Allusion has already been made to the customs observed when a Russian peasant family is about to migrate into a new house. So strange are they, that they are well deserving of a fuller notice. After every thing movable has been taken away from the old house, the mother-in-law, or the oldest woman in the family, lights a fire for the last time in the stove. When the wood is well alight she rakes it together into the pechurka (a niche in the stove), and waits till midday. A clean jar and a white napkin have been previously provided, and in this jar, precisely at midday, she deposits the burning embers, covering them over with the napkin.
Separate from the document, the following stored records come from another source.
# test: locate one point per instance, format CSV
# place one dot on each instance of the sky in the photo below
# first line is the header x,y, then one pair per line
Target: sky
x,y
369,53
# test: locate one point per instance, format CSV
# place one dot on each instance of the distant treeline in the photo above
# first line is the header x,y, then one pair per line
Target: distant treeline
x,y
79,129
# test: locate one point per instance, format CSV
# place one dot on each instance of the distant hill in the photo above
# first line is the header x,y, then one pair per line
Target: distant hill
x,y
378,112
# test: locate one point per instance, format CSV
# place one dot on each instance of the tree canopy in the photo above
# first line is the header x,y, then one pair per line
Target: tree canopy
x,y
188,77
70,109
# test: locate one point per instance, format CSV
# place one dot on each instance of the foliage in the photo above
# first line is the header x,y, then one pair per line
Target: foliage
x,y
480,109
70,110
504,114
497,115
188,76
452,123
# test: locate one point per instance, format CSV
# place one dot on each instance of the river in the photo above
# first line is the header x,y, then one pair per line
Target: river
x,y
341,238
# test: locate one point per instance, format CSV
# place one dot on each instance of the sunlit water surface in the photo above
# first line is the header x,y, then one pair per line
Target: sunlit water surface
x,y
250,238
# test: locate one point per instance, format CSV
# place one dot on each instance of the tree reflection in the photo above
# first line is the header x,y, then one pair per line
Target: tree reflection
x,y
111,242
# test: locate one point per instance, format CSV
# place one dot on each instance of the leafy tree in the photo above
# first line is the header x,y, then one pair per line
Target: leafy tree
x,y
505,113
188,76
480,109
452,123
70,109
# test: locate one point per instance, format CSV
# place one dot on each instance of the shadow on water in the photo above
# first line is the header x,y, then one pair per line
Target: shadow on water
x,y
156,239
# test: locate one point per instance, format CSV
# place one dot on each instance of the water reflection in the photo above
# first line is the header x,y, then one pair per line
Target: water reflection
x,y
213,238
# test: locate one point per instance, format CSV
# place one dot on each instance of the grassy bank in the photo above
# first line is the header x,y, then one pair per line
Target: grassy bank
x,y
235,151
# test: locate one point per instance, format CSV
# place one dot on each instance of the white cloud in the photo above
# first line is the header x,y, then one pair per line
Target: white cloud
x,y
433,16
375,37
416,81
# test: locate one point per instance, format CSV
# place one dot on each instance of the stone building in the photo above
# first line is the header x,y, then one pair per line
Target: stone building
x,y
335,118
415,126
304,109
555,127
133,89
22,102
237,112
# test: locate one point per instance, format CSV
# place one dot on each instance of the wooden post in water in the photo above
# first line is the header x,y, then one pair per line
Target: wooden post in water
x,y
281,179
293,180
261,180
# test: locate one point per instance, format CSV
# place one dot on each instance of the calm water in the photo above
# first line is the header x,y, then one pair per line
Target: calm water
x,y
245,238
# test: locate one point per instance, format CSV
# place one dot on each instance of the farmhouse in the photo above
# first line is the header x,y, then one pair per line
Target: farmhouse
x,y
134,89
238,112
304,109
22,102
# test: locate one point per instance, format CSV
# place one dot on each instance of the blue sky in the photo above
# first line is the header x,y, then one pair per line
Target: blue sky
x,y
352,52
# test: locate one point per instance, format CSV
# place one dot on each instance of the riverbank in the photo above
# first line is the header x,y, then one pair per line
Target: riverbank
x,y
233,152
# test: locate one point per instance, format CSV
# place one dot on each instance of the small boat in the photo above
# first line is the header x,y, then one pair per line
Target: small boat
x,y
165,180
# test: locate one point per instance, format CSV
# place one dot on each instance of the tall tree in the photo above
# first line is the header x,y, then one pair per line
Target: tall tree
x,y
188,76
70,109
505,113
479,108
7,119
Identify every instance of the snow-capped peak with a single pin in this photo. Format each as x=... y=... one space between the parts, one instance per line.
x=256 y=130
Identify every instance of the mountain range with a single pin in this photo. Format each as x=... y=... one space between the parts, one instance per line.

She then throws open the house-door, and, turning to the "back corner," namely to the stove, says, "Welcome, dyedushka (grandfather) to our new home!" Then she carries the fire-containing jar to the courtyard of the new dwelling, at the opened gates of which
she finds the master and mistress of the house, who have come to offer bread and salt to the Domovoy. The old woman strikes the door-posts, asking, "Are the visitors welcome?" on which the heads of the family reply, with a profound obeisance, "Welcome, dyedushka, to the new spot!" After that invitation she enters the cottage, its master preceding her with the bread and salt, places the jar on the stove, takes off the napkin and shakes it towards each of the four corners, and empties the burning embers into the pechurka. The jar is then broken, and its fragments are buried at night under the "front corner." When distance renders it impossible to transfer fire from. the old to the new habitation, as, for instance, when the Smolensk peasants migrate to other Governments, a fire-shovel and other implements appertaining to the domestic hearth are taken instead. In the Government of Perm such "flittings" take place by night. The house-mistress covers a table with a cloth and places bread and salt on it. A candle is then lighted before the holy icons, all pray to God, and afterwards the master of the house takes down the icons, and covers them over with the front of his dress. Then he opens the door which leads into what may be called the cellar, bows down, and says, "Neighbourling, brotherling! let us go to the new home. As we have lived in the old home well and happily, so let us live also in the new one. Be kind to my cattle and family!" After this they all set off for the new house, led by the father, who carries a cock and a hen. When they arrive at the cottage
they turn the fowls loose in it, and wait till the cock crows. Then the master enters, places the icons on their stand, opens the cellar-flaps, and says, "Enter, neighbourling, brotherling!" Family prayer follows, and then the mistress lays the cloth, lights the fire, and looks after her cooking arrangements. If the cock refuses to crow it is a sign of impending misfortune. These customs are all of great antiquity. The part allotted in them to the icons dates, of course, from the time in which Christianity became the religion of the country, but a similar part may formerly have been played by images of domestic gods or deified ancestors. The whole ceremony is one of the most striking relies of that heathendom which once prevailed over the entire face of the land, and which still crops up in many of its remoter districts, sometimes half concealed by a Christian garb, sometimes exposing itself in downright pagan nakedness 5.